Also known as SB 160, the legislation “requires interscholastic, intercollegiate, intramural, or club athletic teams or sports that are sponsored by public educational institutions” to ban male students from joining teams or sports “designated for females.”
It does not ban female athletes or girls from participating in men’s or boys’ sports.
The bill was introduced by Republicans in February 2021 and vetoed by Kelly on April 15.
However, the Senate voted 28–10 on Monday to override the governor’s veto, and it now heads to the House for lawmakers to vote to sustain or override the veto.
Republican sponsors of the bill say it is needed to create fairness and protect the integrity of female sports and opportunities for girls to gain college athletic scholarships.
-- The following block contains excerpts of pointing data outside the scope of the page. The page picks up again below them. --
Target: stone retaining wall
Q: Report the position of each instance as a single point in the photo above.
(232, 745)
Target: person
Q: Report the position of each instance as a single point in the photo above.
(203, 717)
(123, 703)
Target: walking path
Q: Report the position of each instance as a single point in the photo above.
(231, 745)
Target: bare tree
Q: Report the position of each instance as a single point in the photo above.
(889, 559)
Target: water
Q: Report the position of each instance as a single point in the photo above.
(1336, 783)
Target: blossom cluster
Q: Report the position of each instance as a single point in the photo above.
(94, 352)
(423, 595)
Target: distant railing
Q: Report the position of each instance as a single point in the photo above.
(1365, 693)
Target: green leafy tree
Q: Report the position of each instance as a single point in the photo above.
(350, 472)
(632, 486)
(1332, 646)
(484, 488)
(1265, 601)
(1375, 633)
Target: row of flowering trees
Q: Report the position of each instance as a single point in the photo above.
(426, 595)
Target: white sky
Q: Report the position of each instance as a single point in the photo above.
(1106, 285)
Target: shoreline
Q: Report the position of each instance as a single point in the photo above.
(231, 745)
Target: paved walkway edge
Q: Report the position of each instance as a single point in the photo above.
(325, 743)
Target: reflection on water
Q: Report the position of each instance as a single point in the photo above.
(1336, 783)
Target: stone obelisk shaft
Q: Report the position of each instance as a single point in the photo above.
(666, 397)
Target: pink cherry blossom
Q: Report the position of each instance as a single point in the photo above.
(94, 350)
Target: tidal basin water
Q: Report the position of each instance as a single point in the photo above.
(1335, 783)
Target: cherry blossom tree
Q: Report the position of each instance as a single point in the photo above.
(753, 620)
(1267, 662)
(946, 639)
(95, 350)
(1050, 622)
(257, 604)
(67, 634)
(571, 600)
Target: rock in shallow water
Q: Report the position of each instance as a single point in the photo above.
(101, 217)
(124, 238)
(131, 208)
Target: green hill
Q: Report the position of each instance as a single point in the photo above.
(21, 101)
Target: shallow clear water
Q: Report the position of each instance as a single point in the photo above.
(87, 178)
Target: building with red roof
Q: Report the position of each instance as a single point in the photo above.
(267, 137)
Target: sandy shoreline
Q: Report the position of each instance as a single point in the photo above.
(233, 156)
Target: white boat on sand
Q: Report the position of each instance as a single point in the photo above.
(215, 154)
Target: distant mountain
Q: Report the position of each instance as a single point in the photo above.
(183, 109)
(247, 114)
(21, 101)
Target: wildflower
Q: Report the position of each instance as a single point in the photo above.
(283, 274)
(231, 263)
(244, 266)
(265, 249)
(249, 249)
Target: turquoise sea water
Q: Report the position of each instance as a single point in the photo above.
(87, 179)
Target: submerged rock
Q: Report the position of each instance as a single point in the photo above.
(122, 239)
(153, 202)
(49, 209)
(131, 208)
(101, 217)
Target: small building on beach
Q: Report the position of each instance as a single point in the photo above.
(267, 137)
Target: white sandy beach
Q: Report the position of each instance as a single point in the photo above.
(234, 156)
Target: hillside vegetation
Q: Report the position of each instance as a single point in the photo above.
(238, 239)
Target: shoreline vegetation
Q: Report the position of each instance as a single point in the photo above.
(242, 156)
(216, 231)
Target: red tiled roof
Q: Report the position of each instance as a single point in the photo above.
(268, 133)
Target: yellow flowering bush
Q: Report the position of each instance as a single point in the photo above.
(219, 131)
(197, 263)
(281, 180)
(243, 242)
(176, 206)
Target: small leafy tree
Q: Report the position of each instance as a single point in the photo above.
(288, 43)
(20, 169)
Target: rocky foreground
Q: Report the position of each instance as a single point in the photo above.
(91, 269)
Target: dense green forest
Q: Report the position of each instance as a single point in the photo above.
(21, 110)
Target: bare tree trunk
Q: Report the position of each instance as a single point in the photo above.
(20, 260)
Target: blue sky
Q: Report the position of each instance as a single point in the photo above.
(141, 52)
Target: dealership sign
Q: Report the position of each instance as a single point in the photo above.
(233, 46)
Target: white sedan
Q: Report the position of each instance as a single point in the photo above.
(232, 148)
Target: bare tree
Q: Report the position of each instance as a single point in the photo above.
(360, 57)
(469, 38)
If the bill is violated, it allows any student deprived of an athletic opportunity or who suffers direct or indirect harm to file a civil suit and seek relief in the form of monetary damages.
“Men should not be competing in women’s sports,” Kansas Attorney General Derek Schmidt said after the veto earlier this month. “Governor Kelly today vetoed (for the second time) a bill to implement that commonsense principle. I would have signed the bill into law.”
But critics, including the American Civil Liberties Union of Kansas, say the legislation is prejudiced and harmful and targets trans children in the state.
“This bill embodied the worst of cynical politics; it was a solution in search of a problem, coldly trading the safety of Kansas children for cheap political points,” ACLU of Kansas Executive Director Micah Kubic said. “It was legalized bullying in the name of identity politics.”
At least 15 states have enacted similar bills on transgender athletes, which has prompted lawsuits in Tennessee and Florida.
The Senate also voted on Monday to override the veto on the “Parents’ Bill of Rights,” also known as SB 58, in a 27–12 vote.